Stefan Haas will 2026 für die Grünen bei der Wahl des Landrats in Neumarkt antreten

Stefan Haas aus Berg will 2026 für die Grünen bei der Landratswahl kandidieren. Das gab der 42-Jährige am Montag bekannt. Die Nominierungsveranstaltung sei zwar erst im Juli, doch seine Kandidatur sei im Vorstand abgesprochen, sagte Haas auf Nachfrage. Dass ihn die Partei auch tatsächlich als Kandidaten benennt, dürfte damit sehr wahrscheinlich sein.
„Ich bewerbe mich darum Euer Landratskandidat sein zu dürfen, weil ich gestalten statt verwalten will – mit Herz, Verstand und einem klaren Kompass für die Zukunft unseres Landkreises“, verkündete Haas auf Instagram.
Haas lebt im Berger Ortsteil Unterwall, ist Familienvater und beruflich in der Softwarebranche aktiv. Seit 2020 ist er der erste Grüne überhaupt im Berger Gemeinderat. Ebenso sitzt er im Kreistag, wo er zudem Fraktionschef ist. Auf Parteiebene ist Haas Kreissprecher und Ortsvorsitzender. 2023 kandidierte Haas für die Grünen bei der Landtagswahl auf der Liste.

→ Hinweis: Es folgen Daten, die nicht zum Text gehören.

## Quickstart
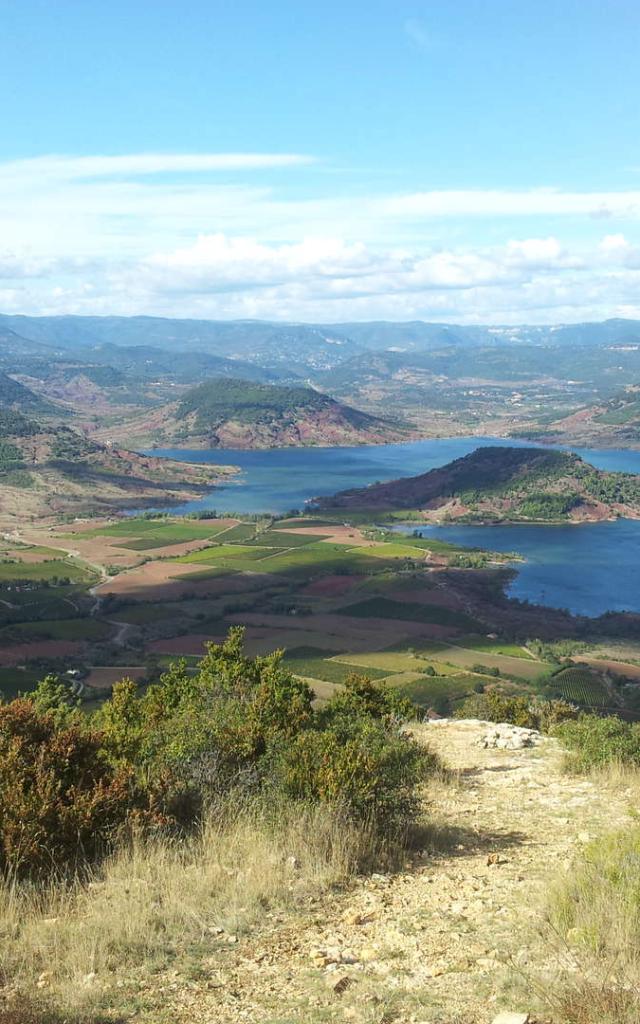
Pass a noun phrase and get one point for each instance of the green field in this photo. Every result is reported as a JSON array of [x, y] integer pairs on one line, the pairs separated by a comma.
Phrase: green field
[[281, 539], [487, 646], [45, 570], [14, 681], [581, 686], [312, 664], [158, 532], [57, 629], [384, 607], [438, 691]]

Haas: Landkreis Neumarkt wird sparen müssen
Als möglicher Kandidat ginge er in die Wahl mit dem Ansatz des Sportlers, der er durch und durch sei, sagt Haas. Es gehe darum, das maximal beste Ergebnis zu erzielen. Anders ausgedrückt: „Man tritt nicht an, um Zweiter zu werden.“
Die Wahl könnte für zumindest ein sehr gutes Ergebnis bessere Voraussetzungen bieten als frühere. Es ist eine Wahl, in der kein Amtsinhaber antritt, und auch sonst bislang keine an Bekanntheit alle anderen Kandidaten überstrahlende Persönlichkeit zu erkennen ist. Die CSU als politischer Platzhirsch hat jüngst mit Katharina Ziegler eine bislang nicht sehr bekannte Kandidatin nominiert. Zudem zeigen vergangene Wahlen, dass Wähler nicht mehr so parteigebunden sind wie in früheren Zeiten.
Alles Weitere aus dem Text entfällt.